The archive of a barrister who defended Penguin Books over its publication of Lady Chatterley’s Lover is among objects worth almost £65 million accepted for the nation in lieu of tax this year.
The total value of items accepted through the Acceptance in Lieu and Culture Gift Schemes is at a record high, organisers said, settling tax of £40 million.
The archive of Jeremy Hutchinson, Baron Hutchinson of Lullington QC, includes letters, manuscripts, photographs and legal papers.
He was famous for serving on the team that defended Penguin Books over its publication of DH Lawrence’s Lady Chatterley’s Lover and for representing the drug-smuggler Howard Marks.
The archive was accepted from the estate of Lord Hutchinson and allocated to the University of Sussex.

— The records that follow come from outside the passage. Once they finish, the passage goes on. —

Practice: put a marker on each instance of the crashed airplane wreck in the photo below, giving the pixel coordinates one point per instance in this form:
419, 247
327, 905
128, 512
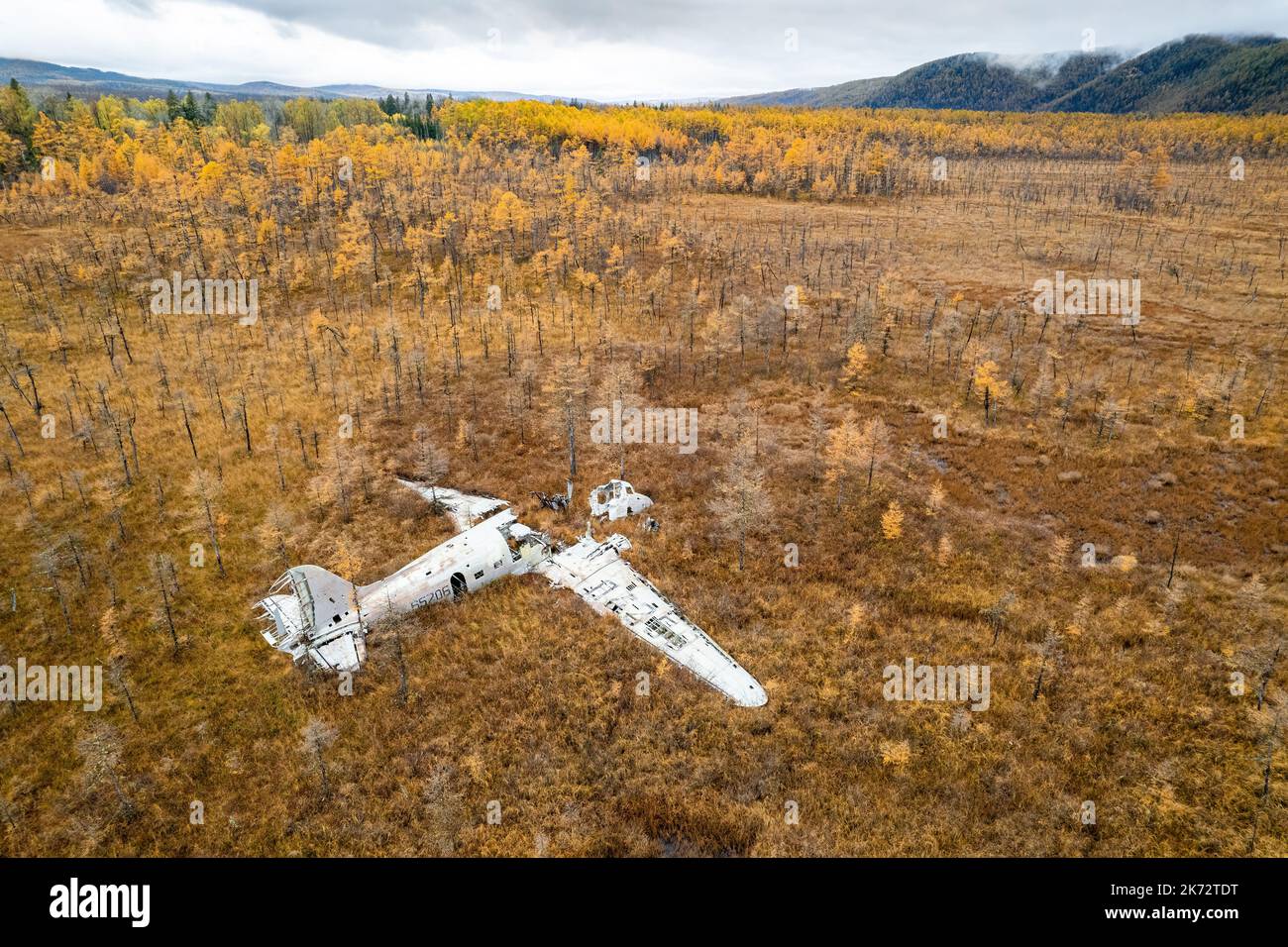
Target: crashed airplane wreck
322, 620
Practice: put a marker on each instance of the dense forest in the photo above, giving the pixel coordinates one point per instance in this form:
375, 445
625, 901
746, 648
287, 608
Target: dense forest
931, 467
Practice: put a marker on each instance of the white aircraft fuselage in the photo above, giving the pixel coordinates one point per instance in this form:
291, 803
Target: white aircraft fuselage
321, 618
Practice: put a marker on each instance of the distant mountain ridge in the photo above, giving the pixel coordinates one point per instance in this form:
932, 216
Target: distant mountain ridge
52, 77
1197, 73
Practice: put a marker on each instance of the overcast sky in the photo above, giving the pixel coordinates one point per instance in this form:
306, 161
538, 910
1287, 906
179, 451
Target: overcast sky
599, 50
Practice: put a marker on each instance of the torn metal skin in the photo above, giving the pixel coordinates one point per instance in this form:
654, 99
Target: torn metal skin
322, 620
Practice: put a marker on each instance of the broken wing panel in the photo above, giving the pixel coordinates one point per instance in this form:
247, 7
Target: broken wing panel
597, 574
312, 617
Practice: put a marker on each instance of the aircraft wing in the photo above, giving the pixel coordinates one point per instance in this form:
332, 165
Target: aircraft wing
599, 575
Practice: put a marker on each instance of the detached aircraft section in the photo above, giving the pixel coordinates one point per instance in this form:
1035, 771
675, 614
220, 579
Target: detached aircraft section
322, 620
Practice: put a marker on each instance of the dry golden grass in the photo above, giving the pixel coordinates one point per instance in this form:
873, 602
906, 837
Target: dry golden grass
523, 696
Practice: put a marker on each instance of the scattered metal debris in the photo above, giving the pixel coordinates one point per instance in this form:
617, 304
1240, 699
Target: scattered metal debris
617, 500
321, 618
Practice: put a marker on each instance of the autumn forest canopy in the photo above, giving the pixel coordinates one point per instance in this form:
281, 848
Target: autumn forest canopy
905, 453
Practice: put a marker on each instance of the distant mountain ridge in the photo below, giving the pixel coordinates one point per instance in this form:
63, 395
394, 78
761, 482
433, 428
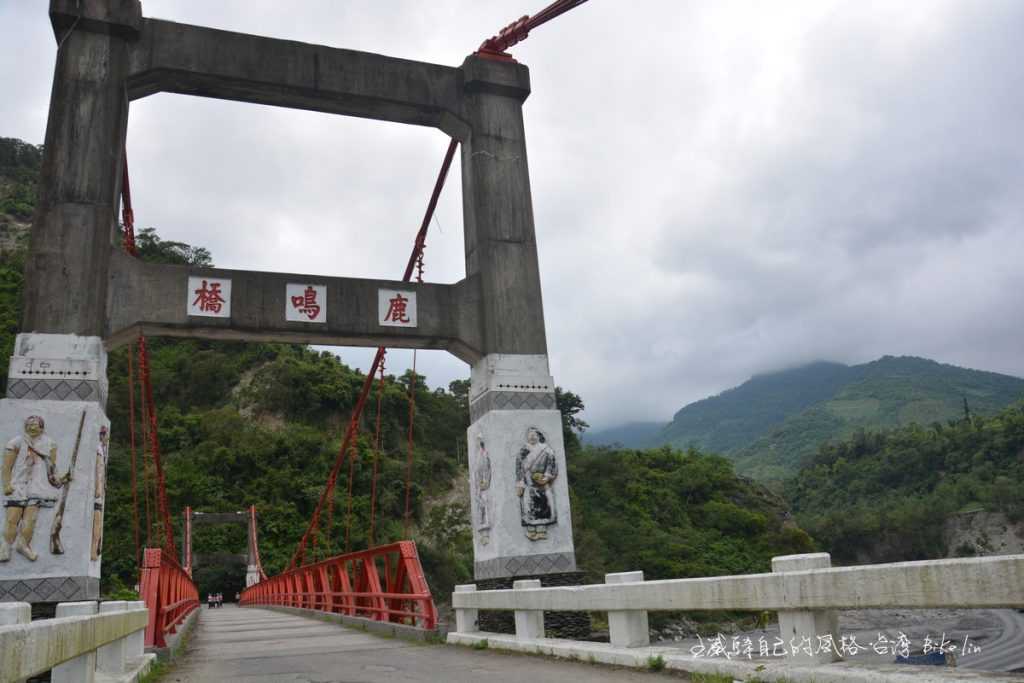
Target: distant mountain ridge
772, 423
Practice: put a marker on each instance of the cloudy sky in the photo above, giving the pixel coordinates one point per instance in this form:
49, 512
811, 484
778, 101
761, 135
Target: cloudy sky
721, 188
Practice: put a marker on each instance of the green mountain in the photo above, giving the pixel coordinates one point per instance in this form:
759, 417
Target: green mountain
771, 424
885, 497
632, 434
253, 423
735, 418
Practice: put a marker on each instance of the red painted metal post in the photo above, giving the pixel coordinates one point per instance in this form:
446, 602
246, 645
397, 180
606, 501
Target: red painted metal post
150, 587
169, 594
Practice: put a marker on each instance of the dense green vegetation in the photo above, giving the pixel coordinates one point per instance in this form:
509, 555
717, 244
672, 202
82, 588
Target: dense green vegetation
772, 424
19, 164
674, 514
247, 423
735, 418
886, 496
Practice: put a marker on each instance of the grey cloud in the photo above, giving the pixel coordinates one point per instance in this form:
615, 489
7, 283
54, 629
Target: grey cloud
720, 188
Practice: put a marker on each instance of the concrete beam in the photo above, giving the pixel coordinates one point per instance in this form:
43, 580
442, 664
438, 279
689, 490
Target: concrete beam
219, 518
207, 559
208, 62
120, 17
33, 648
982, 582
154, 298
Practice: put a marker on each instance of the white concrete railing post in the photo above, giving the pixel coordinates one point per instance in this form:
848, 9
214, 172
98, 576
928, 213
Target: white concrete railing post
528, 623
466, 620
83, 668
13, 613
628, 628
796, 625
111, 657
135, 642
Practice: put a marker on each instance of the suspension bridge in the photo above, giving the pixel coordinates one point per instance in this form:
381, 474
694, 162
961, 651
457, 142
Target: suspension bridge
86, 295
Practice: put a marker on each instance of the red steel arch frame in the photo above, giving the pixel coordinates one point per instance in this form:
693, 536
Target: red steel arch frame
383, 584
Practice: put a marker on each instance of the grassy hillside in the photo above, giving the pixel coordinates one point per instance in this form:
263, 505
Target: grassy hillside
886, 496
244, 424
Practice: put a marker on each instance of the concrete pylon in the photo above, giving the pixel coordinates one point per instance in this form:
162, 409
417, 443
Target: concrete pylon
522, 523
52, 422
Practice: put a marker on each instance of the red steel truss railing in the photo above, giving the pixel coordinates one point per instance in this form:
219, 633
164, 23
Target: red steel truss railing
383, 584
169, 594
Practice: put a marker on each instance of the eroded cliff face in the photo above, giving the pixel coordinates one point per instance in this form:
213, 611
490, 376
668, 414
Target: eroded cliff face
981, 532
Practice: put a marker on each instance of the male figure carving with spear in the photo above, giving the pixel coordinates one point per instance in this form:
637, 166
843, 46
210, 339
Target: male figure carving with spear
29, 475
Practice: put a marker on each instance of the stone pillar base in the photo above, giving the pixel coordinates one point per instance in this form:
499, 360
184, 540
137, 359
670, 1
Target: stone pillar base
574, 626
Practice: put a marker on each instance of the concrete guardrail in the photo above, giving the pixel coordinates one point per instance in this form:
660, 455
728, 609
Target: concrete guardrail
85, 643
805, 590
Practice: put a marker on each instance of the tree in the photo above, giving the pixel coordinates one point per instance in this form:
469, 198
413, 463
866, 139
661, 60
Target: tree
570, 406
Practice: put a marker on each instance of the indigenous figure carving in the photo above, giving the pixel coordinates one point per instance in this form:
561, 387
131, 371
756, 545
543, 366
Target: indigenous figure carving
30, 482
537, 468
97, 506
481, 491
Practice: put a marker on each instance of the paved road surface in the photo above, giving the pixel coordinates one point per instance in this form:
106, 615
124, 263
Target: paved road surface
259, 645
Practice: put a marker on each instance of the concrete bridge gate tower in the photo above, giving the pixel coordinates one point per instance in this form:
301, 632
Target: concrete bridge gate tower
85, 297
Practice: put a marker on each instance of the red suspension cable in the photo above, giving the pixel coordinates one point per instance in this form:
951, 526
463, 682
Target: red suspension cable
131, 442
519, 30
299, 556
372, 538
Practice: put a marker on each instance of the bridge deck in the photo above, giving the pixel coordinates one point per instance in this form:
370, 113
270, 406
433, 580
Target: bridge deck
260, 645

The political, business and personal archive of Peter Carington, 6th Baron Carrington, who was foreign secretary under Margaret Thatcher was allocated to the Churchill Archives Centre.
Other objects allocated to museums around the UK include the archive of artist and record sleeve designer Barney Bubble, which has gone to Liverpool John Moores University.
A collection of fossils of some of the earliest land-dwelling creatures in the British Isles has gone to the National Museum of Scotland.
It was previously announced that paintings showing the first gay kiss in British theatre history have been allocated to Pallant House Gallery in Chichester.
UK taxpayers can donate works to the nation in exchange for a tax reduction as part of the Culture Gifts Scheme, while Acceptance in Lieu allows taxpayers to settle Inheritance Tax or one of its earlier forms.